Por lo que se ha conocido hasta ahora, todas las hipótesis alrededor del homicidio de Pecci apuntan al crimen organizado transnacional, cuyos máximos exponentes en esta nación habrían puesto un elevado precio por su cabeza. El fiscal especializado era parte de una red global de altos funcionarios de justicia enfocada en la lucha contra el narcotráfico, el contrabando, el lavado de activos y el terrorismo radical. Su muerte, repudiada con vehemencia por distintos gobiernos, entre ellos el de Estados Unidos que la calificó como “una tragedia”, según dijo el embajador norteamericano Philip Goldberg a EL HERALDO, constituye un hecho de extrema gravedad que ha causado una conmoción nunca antes vista en Paraguay.
En este país de 7,5 millones de personas –tres veces la población del Atlántico–, donde no son usuales situaciones de esta naturaleza, se teme una escalada violenta ordenada por mafias poderosas que, como denuncian los medios de comunicación guaraníes, han venido expandiendo poco a poco su presencia en el territorio a partir de complicidades u omisiones de los organismos encargados de combatirlas, de la clase política y hasta del mismo poder judicial. El resultado de estas connivencias, soportadas en el abundante dinero corrupto del crimen, lo conocemos bien en Colombia, donde las padecemos a diario y desde hace mucho tiempo. Nada distinto a una vergonzosa impunidad que desencadena tormentosas crisis de desconfianza institucional y de desesperanza. Por eso hoy en Paraguay se habla de una “debacle”, como lo consigna el diario ABC en su editorial “Asesinato sin precedentes en la región”.
Encontrar a los responsables, tanto materiales como intelectuales en Colombia, Paraguay o donde se precise, debe ser un imperativo categórico de sus policías y fiscalías que, ha trascendido, realizan acciones conjuntas en ambos países para dar forma a una única investigación en la que no se descarta la participación de bandas locales como el Clan del Golfo. Es necesario que, con pruebas contrastadas para evitar cualquier revés, los autores sean llevados ante la justicia, teniendo en cuenta, claro está, las dificultades que ello pudiera originar. En un momento tan crítico se requiere transmitir a la ciudadanía, y en especial a las mafias internacionales, señales inequívocas de firmeza, cooperación y unidad frente a sus inaceptables crímenes para que pierdan el pulso en el macabro accionar con el que pretenden arrodillar a los Estados.

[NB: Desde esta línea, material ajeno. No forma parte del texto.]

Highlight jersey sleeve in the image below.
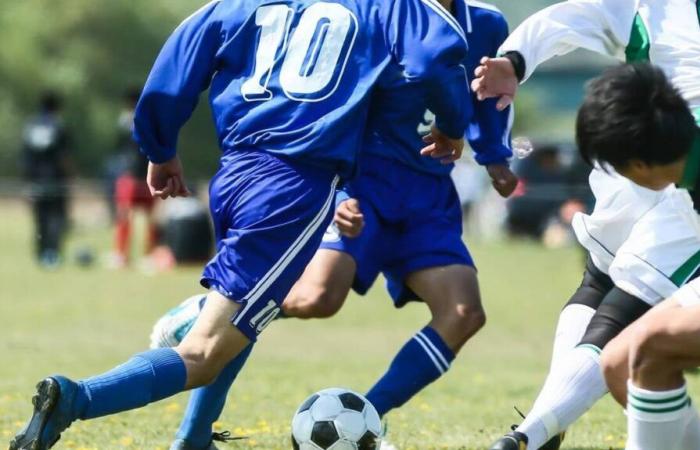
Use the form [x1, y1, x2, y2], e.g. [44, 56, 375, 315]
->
[499, 0, 638, 81]
[468, 15, 513, 166]
[133, 1, 223, 163]
[383, 0, 471, 138]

Pecci era reconocido por sus superiores, compañeros y compatriotas como “un hombre íntegro, luchador y un fiscal a carta cabal” comprometido con el desmantelamiento de redes criminales, que acosadas por su persecución habrían tomado la fatal decisión de quitarlo de en medio. Hacer daño no puede resultarles gratuito a estas estructuras ilegales, aunque esta sea su única razón de existir. Pese a ser un impacto tan devastador, Paraguay no debe flaquear en su decidida lucha contra las organizaciones del crimen transnacional que lo acechan, mientras que Colombia está en la obligación de dar un duro golpe sobre la mesa para que la delincuencia internacional no encuentre impunidad o refugio en nuestras fronteras, aunque hechos tan desafortunados como este así parecieran señalarlo.